History of the Peloponnesian War

Thucydides

Thucydides. The history of the Peloponnesian War, Volume 1-2. Dale, Henry, translator. London: Heinemann and Henry G. Bohn, 1851-1852.

This were not to your credit, Lacedaemonians, nor to offend against the general principles of the Greeks and your own forefathers, nor to destroy us, your benefactors, for other men's hatred of us, without having been wronged yourselves; but rather, to spare us, and relent in your hearts, having taken a rational pity on us; reflecting not only on the dreadful nature of the things we should suffer, but also on the character of the sufferers, and how misfortune admits not of calculating on whom it may one day fall, even without his deserving it.

We then, as is suitable for us, and as our need induces us to do, entreat you, with invocations to the gods who are worshipped at the same altar, and by all the Greeks in common, that we may prevail on you in these things; pleading the oaths which your fathers swore, we pray that you will not be unmindful of them: we beseech you by your fathers' tombs, and appeal for aid to the dead, that we may not come under the power of the Thebans, nor those who are dearest to them be given up to those who are most hateful. We remind you, too, of that day on which we performed the most glorious things in their company, and yet now on this day are in danger of suffering the most dreadful.

But, to bring our speech to a close—a thing which is necessary, and at the same time hard for men so circumstanced, because the peril of our life approaches with it—we now say, in conclusion, that we did not surrender our city to the Thebans, (for before that we would have preferred to die the most inglorious death—that of famine,) but confided in and capitulated to you. And it were but fair, that, if we do not persuade you, you should restore us to the same position, and let us ourselves take the risk that befalls us.

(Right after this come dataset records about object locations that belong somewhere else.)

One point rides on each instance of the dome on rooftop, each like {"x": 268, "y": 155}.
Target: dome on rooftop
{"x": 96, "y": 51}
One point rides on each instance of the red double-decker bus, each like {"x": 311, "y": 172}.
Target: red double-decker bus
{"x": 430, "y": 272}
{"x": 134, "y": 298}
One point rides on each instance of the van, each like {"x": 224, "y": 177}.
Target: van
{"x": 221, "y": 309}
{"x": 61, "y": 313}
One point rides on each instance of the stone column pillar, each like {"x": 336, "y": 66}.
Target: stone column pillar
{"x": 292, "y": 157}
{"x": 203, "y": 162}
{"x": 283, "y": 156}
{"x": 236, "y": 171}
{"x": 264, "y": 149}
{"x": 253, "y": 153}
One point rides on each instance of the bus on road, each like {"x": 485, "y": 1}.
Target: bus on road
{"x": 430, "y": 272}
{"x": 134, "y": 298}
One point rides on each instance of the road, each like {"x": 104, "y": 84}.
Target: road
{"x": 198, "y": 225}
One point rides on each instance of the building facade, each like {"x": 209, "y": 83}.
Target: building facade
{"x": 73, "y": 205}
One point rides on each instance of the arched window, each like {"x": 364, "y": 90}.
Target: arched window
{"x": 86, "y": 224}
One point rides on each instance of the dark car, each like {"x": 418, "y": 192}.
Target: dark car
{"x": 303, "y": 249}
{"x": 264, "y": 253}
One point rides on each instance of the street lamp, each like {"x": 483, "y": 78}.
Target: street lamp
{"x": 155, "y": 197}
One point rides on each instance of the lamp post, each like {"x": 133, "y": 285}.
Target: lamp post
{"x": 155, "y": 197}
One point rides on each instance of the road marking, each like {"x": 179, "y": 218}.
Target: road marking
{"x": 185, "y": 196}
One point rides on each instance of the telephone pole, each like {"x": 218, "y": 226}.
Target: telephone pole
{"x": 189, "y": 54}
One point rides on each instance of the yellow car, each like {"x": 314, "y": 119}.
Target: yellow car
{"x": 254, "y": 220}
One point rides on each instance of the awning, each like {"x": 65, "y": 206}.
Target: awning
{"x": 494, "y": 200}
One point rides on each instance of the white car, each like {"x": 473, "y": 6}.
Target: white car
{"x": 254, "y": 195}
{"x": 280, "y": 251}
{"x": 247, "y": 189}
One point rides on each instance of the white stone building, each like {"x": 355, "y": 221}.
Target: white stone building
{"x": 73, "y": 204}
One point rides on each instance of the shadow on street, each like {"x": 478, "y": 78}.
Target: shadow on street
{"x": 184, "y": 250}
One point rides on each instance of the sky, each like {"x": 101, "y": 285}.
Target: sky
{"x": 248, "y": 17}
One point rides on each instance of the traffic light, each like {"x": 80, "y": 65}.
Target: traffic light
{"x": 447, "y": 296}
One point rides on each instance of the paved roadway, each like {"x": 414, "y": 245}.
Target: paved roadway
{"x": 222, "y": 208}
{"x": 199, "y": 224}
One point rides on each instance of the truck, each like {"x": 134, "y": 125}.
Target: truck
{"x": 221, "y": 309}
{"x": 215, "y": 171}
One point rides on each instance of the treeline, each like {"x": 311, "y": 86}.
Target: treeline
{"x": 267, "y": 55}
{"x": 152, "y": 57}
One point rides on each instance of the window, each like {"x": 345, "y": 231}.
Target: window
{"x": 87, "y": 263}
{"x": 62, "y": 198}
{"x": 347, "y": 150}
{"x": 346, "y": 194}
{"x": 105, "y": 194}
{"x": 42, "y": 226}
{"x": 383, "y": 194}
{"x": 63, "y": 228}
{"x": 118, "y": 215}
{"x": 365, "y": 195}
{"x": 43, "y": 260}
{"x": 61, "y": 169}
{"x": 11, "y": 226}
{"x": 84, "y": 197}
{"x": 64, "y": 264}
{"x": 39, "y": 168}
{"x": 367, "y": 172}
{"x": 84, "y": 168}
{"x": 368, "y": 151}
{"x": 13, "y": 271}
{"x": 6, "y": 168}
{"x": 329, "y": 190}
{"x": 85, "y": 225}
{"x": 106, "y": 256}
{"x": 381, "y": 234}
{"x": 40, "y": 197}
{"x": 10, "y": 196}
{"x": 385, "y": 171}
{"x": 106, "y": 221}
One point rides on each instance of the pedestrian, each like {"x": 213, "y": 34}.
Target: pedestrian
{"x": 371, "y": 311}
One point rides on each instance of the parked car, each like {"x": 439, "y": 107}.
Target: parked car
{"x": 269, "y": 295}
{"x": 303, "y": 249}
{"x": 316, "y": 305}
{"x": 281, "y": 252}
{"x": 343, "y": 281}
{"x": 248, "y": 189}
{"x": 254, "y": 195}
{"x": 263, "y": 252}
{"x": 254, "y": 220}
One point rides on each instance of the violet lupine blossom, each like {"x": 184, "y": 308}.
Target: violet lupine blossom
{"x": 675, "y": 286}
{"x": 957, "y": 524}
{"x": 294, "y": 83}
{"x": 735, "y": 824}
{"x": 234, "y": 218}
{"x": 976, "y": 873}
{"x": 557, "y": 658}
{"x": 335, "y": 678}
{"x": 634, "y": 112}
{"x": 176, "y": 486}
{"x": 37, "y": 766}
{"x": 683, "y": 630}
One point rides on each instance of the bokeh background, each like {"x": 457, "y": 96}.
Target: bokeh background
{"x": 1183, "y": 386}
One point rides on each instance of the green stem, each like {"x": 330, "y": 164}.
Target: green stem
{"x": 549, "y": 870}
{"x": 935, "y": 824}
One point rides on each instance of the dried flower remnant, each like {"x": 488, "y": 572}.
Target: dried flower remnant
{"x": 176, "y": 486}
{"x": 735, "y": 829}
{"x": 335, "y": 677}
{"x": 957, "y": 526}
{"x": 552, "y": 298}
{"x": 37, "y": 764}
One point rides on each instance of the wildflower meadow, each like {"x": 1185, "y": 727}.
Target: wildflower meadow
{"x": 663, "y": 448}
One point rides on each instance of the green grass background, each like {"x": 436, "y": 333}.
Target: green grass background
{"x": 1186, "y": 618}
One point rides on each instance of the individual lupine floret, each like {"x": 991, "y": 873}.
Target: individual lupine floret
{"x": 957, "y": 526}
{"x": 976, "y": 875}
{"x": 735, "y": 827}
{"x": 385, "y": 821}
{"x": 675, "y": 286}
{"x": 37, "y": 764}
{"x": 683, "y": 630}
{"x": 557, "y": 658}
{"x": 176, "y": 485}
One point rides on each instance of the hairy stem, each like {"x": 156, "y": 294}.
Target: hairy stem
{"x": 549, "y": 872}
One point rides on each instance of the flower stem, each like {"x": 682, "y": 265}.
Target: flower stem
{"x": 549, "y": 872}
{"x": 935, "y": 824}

At the same time we solemnly beseech you, that we who are Plataeans, and who showed the greatest zeal for the cause of the Greeks, may not be given up, suppliants as we are, out of your hands and your good faith, Lacedaemonians, to Thebans, who are our bitterest enemies; but that you would become our preservers, and not, while you are giving freedom to the rest of the Greeks, bring utter destruction upon us.